In most privacy laws, the emphasis is to provide direct protection to the data subject by giving him compensation for adverse consequences of data breach. In order to reduce the possibility of privacy breach, the law also provides certain standards of compliance and to goad the companies to take compliance seriously, imposes fines and penalties for non compliance. The fine is meant to act as deterrence against neglect of “Due Diligence” requirements.
GDPR has used Administrative fines as a means of causing a “Chilling Effect” on the industry that they are at the mercy of the “Supervisory Authorities” who have been given powers to impose unreasonably large penalties.
Article 83 (4) and 83 (5) prescribe the penalties.
Under Article 83(4), certain infringements will be subject to administrative fines upto 10 million Euros (1 Euro=Rs 80) or in the case of an undertaking , upto 2% of the total worldwide annual turnover of the preceding financial year whichever is higher.
Under Article 83(5) certain infringements will be subject to administrative fines upto 20 million Euros (approx Rs 160 crores) or in the case of an undertaking , upto 4 % of the total worldwide annual turnover of the preceding financial year whichever is higher.
The lower fine is in respect of the following articles
Article 8: Child’s Consent
Article 11: Processing which does not require identification
Article: 25 to 39: Various obligations such as privacy by default, impact assessment, data breach notification failure etc
Article 42 and 43 : Certification related
The Higher fine is in respect of the following articles
Articles 5,6,7 and 9: violation of basic principles for processing including consent
Articles 12 to 22: Infringement of Data Subject’s Rights
Articles 44 to 49: Transfer of personal data to third countries
and non compliance of member state laws and order of a supervisory authority
In the penalty clause what strikes the eye is that in case of an “Undertaking” the penalty may be 2% or 4% of the total worldwide turnover.
To understand the impact of this clause, we need to understand what constitutes an “Undertaking” under the law applicable in this context.
The meaning of “Undertaking” is defined under articles 101 and 102 Treaty On the Functioning of European Union (TFEU).
One obvious way of determining the scope of this word is to consider that where one company exercises “Control” over another company, they form a single economic entity and hence are part of the same undertaking.
This means that if a company is a holding company and the subsidiary company is the one subject to penalty, the holding company may become part of the global undertaking. If the holding company is in EU and the subsidiary companies are in one or more other countries, then all of them will become part of the “Undertaking”. Beyond this, it would be the specific ruling that any Court may give or which the supervisory authority may imply.
If therefore, Infosys (an example only) is an Indian company and has subsidiaries in EU where it is a Data Controller and is subject to some fine, then the turnover of Infosys becomes part of the turnover of the undertaking. Now if Infosys subsidiaries in other countries also hold cross holdings in the EU entity, then some crazy EU court may add the global turnover of Infosys as the turnover of the undertaking to determine the fine.
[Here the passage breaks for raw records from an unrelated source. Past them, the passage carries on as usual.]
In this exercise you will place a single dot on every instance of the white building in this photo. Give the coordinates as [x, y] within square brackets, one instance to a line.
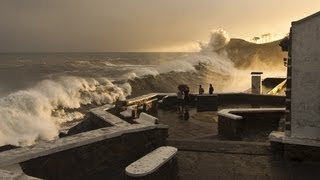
[303, 84]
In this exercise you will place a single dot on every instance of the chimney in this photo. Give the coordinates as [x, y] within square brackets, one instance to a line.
[256, 82]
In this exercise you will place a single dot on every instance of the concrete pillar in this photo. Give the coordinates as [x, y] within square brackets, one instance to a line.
[256, 82]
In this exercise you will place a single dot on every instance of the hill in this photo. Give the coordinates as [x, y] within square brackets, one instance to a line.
[250, 55]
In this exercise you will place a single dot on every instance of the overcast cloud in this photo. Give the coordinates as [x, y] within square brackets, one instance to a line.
[138, 25]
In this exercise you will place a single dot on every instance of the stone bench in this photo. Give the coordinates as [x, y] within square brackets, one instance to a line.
[235, 124]
[159, 164]
[130, 112]
[147, 119]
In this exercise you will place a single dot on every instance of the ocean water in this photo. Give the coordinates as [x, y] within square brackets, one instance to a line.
[40, 92]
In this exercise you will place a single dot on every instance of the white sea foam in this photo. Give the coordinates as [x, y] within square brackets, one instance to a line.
[36, 113]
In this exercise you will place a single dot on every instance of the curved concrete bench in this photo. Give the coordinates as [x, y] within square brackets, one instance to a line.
[233, 124]
[151, 162]
[147, 119]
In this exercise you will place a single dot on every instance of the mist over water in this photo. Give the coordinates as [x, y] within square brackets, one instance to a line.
[40, 92]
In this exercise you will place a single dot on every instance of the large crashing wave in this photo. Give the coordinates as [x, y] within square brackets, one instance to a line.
[36, 114]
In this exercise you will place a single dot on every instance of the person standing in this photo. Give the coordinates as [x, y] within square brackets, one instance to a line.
[211, 89]
[180, 97]
[201, 90]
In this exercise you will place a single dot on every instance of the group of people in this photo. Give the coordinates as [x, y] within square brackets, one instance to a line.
[201, 90]
[183, 99]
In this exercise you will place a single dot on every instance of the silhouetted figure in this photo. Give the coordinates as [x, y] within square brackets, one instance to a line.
[211, 89]
[186, 96]
[180, 97]
[201, 90]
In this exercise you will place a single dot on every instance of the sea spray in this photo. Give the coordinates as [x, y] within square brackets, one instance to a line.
[36, 113]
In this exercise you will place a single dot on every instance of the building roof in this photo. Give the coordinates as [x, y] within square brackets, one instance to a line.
[306, 18]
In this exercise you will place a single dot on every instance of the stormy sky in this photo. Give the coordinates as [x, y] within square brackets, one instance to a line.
[138, 25]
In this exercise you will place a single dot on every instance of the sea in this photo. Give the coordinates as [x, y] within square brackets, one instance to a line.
[41, 92]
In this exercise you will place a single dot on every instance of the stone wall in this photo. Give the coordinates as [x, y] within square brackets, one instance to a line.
[104, 159]
[251, 99]
[305, 102]
[208, 102]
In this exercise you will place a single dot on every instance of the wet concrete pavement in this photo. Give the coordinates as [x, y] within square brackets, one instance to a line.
[208, 165]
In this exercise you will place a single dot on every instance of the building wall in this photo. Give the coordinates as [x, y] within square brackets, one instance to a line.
[305, 102]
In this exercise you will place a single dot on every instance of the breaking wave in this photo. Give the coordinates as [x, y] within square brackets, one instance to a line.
[37, 113]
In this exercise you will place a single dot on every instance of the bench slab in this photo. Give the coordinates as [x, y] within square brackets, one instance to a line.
[151, 162]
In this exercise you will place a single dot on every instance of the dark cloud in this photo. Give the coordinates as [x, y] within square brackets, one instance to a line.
[130, 25]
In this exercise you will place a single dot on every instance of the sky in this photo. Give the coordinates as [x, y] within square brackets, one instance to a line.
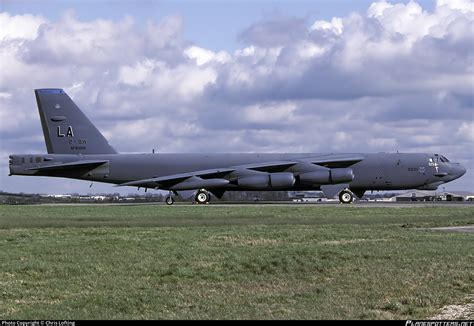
[242, 76]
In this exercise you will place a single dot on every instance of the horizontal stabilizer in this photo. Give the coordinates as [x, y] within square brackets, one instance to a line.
[83, 164]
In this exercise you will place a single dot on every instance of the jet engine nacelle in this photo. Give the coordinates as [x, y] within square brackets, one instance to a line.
[329, 176]
[280, 180]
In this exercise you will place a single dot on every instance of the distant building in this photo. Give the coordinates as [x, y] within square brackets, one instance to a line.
[417, 195]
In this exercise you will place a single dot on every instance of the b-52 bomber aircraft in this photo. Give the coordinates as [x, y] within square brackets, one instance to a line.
[77, 150]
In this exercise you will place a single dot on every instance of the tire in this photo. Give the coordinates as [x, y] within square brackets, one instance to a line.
[169, 200]
[202, 197]
[346, 197]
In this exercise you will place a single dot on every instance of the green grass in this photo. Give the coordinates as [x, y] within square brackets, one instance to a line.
[244, 262]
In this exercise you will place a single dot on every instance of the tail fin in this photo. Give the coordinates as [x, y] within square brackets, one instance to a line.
[66, 129]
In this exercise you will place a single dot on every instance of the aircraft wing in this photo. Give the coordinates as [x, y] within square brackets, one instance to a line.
[83, 164]
[215, 178]
[336, 160]
[174, 179]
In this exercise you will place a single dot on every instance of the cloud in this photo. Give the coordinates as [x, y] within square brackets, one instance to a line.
[395, 77]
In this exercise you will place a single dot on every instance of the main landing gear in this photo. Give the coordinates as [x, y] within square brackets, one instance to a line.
[202, 197]
[169, 200]
[346, 196]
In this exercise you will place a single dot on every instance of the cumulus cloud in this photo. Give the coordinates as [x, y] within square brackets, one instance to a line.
[395, 77]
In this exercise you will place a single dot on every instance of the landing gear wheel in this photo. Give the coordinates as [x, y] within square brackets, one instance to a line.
[169, 200]
[346, 197]
[202, 197]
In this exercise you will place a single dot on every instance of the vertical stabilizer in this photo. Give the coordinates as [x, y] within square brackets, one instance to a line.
[66, 129]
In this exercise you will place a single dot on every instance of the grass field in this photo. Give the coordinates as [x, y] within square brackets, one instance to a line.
[236, 262]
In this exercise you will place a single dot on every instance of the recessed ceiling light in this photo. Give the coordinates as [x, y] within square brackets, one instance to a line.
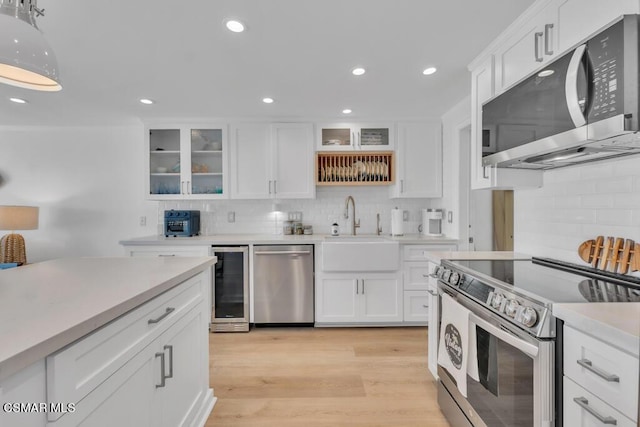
[235, 26]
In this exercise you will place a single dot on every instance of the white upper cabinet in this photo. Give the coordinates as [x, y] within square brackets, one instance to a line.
[544, 32]
[548, 29]
[186, 161]
[419, 161]
[293, 160]
[250, 161]
[355, 136]
[578, 20]
[272, 161]
[530, 47]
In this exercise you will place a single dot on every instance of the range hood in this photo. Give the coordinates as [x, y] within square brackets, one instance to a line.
[606, 139]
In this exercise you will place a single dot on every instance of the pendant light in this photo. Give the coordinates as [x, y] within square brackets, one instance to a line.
[26, 59]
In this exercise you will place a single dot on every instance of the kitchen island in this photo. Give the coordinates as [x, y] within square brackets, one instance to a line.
[99, 337]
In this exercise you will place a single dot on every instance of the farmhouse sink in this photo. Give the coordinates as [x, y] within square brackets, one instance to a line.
[360, 253]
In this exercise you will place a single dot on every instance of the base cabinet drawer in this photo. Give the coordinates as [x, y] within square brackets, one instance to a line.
[583, 409]
[416, 306]
[159, 386]
[606, 371]
[420, 252]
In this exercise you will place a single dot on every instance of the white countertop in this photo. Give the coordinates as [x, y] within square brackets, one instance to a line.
[235, 239]
[438, 256]
[615, 323]
[46, 306]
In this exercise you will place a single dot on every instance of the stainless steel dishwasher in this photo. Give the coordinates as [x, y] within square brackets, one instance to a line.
[283, 284]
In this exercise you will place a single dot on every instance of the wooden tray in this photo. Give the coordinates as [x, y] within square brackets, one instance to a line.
[612, 254]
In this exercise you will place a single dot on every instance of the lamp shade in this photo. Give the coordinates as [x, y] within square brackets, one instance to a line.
[26, 59]
[18, 218]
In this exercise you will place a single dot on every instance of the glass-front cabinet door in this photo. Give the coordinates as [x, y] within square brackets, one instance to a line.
[345, 136]
[186, 162]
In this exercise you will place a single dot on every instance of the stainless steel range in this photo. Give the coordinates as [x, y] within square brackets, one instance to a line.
[510, 306]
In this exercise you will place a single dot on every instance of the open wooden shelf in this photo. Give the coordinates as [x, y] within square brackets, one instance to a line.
[342, 168]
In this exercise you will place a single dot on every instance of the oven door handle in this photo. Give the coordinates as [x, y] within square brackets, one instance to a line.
[528, 348]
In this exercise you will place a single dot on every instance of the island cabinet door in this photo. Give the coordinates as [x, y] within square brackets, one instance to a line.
[125, 399]
[181, 393]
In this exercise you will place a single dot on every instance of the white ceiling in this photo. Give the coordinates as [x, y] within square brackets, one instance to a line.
[299, 52]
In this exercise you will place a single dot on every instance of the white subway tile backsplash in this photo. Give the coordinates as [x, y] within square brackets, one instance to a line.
[256, 217]
[594, 201]
[568, 201]
[576, 204]
[628, 200]
[615, 185]
[619, 217]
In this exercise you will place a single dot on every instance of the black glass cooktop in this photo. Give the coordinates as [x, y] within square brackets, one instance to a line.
[558, 285]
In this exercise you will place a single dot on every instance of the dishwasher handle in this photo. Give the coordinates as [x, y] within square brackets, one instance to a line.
[283, 253]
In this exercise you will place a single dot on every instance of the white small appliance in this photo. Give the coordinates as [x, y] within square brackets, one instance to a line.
[397, 228]
[432, 222]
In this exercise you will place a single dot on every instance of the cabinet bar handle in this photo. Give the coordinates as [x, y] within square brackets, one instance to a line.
[584, 404]
[170, 348]
[547, 38]
[162, 375]
[588, 365]
[162, 316]
[283, 253]
[536, 46]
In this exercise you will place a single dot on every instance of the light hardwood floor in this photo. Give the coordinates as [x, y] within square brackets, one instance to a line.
[323, 377]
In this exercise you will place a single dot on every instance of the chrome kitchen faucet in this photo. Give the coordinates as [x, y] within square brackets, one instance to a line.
[354, 224]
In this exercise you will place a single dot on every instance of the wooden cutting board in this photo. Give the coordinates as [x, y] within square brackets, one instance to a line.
[612, 254]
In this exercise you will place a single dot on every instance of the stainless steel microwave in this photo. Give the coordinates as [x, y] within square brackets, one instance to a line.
[581, 107]
[181, 223]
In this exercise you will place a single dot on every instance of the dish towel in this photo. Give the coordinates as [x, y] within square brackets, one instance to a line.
[457, 345]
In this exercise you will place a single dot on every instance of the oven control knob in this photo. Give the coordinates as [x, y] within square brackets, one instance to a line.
[446, 274]
[497, 301]
[454, 279]
[529, 317]
[512, 308]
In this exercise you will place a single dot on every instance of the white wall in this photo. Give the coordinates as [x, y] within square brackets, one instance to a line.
[88, 183]
[454, 122]
[576, 204]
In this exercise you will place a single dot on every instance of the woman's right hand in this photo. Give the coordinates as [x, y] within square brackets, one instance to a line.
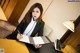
[19, 36]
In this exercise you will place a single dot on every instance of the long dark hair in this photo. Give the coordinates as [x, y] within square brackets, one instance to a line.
[28, 15]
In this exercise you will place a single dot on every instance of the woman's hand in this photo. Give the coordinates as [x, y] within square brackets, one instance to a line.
[19, 36]
[38, 46]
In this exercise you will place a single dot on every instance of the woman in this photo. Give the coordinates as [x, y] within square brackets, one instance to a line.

This may mean that the revenue generated by the employees of the Company in India out of their operations here which have no relevance to EU operations will be taxed in EU.
The legality of such a measure is considered debatable.
Also, when Infosys-EU signs a Data Controller contract and creates a charge on the earnings in India which are enforceable against the EU subsidiary, the share holder’s of the Indian Company may have reasons to ask if their wealth gets eroded.
At first glance, the addition of “Global Turnover” in the computation of the penalty appears to be an over reach in law and may not sustain a proper scrutiny. But this is some thing which NASSCOM has to address and consult international law experts such as Harish Salve and clarify.
In the meantime, Indian companies having some operations through EU subsidiaries need to ensure that the “Holding Company Turnover” does not become a factor that increases the potential liability of the EU subsidiary. This can be done through shedding the “Holding Company Status” and ensuring that the EU subsidiary and the Indian parent (hitherto) company maintain an arms length relationship without any director level control or shareholder level control.
When companies who donot require to follow GDPR want to adopt GDPR as a “Standard” they should ensure through proper disclosures that “The adoption of GDPR compliance as a business strategy across all the global units of the undertaking” is not treated as a prima facie admission that there exists a global networking relationship across all such companies exposing the aggregate turnover of all such companies to the risk of being considered for fine computation.
I look forward to a response from NASSCOM on this matter.